After the banquet was over and the messages had been discussed, I was told to make regular calls on the Military Mission every two or three days under cover of darkness. The Mission in the meanwhile had moved to the former Esthonian Legation in the Rue du General Appert, where they had installed a short-wave transmitter which speeded communications somewhat. At one of the visits I was ordered to go ahead with the plan for setting up the headquarters of the Swiss network in Annemasse and also informed that shortly a false Dutch passport and a new cipher would be sent me by courier.

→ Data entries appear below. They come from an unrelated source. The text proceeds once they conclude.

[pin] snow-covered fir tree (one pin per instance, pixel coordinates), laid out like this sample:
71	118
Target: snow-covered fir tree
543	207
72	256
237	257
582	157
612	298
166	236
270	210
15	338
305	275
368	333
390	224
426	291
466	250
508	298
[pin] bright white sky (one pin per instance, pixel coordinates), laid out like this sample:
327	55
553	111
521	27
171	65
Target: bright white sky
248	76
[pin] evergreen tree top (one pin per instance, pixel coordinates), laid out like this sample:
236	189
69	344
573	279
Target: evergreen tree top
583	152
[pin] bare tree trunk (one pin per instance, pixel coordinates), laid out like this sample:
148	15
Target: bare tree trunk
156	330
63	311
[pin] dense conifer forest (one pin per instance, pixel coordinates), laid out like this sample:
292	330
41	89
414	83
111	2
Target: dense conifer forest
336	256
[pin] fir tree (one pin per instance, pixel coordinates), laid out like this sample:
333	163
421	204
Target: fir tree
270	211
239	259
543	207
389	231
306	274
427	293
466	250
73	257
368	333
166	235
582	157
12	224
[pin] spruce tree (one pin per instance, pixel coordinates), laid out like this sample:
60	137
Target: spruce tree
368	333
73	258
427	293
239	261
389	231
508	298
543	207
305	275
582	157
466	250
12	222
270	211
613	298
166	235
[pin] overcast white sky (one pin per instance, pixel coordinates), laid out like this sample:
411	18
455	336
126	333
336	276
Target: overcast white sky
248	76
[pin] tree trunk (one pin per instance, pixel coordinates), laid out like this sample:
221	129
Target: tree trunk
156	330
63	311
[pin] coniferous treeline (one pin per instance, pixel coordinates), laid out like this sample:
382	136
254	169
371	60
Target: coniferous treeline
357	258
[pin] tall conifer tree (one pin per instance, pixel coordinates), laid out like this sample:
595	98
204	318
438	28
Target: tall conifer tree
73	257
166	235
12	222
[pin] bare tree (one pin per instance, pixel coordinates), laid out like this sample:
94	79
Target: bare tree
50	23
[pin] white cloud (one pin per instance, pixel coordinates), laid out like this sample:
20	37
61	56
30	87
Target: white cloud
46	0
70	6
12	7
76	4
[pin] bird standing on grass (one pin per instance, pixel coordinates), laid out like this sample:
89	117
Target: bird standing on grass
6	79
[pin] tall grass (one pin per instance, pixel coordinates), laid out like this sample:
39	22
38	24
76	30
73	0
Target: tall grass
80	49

Soon afterwards I was told that all plans had changed and that I was first of all to go to Moscow for discussions. I would be flown there on the return journey of the plane which was to bring Maurice Thorez back to France. The plane arrived towards the end of November and was due to return after a couple of days. It did not do so, however, as the pilot and the crew were busy sampling the delights of life outside the Iron Curtain and had not the slightest desire to leave the fleshpots of the decadent democracies for the husks of pure Marxism in Moscow. As a result all sorts of ingenious excuses were thought up by the crew for delaying the return trip, ranging from mechanical defects and bad flying weather through veiled suggestions of sabotage by the wicked Allies to plain illness of one of the crew. This pleasant game was put to an end by a stern signal from Moscow- ordering them to leave the next day or be shot when they did return; but they had had their fun.

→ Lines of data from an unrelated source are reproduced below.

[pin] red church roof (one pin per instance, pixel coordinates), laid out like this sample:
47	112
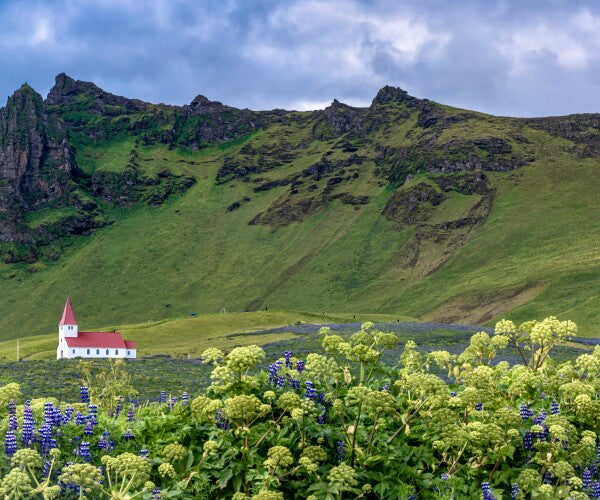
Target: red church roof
68	318
97	339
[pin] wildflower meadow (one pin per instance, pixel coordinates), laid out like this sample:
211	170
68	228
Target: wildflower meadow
330	425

In the meanwhile an interesting situation had developed in the Rue du General Appert. One evening, on one of my routine calls to the Mission, I was amazed to see Rado sitting in the waiting room. My surprise was nothing to Rado's. I knew that he had left Switzerland en route for Paris. He, on the other hand, had thought I was still incarcerated in a Swiss prison. Despite this, our training held and, as good secret agents, we neither of us showed any signs of recognition there. Only later when we were both summoned into the presence of Novikov did we speak to each other. Novikov said that no good purpose would be served by discussing then and there the whys and wherefores of the breakup of the Swiss organisation. He added that we were both going to Moscow, where the matter could be thrashed out in detail and at leisure, and that we were both to travel by the same plane. He also suggested that as there would be other passengers it would be better, from a security point of view, if we travelled as strangers.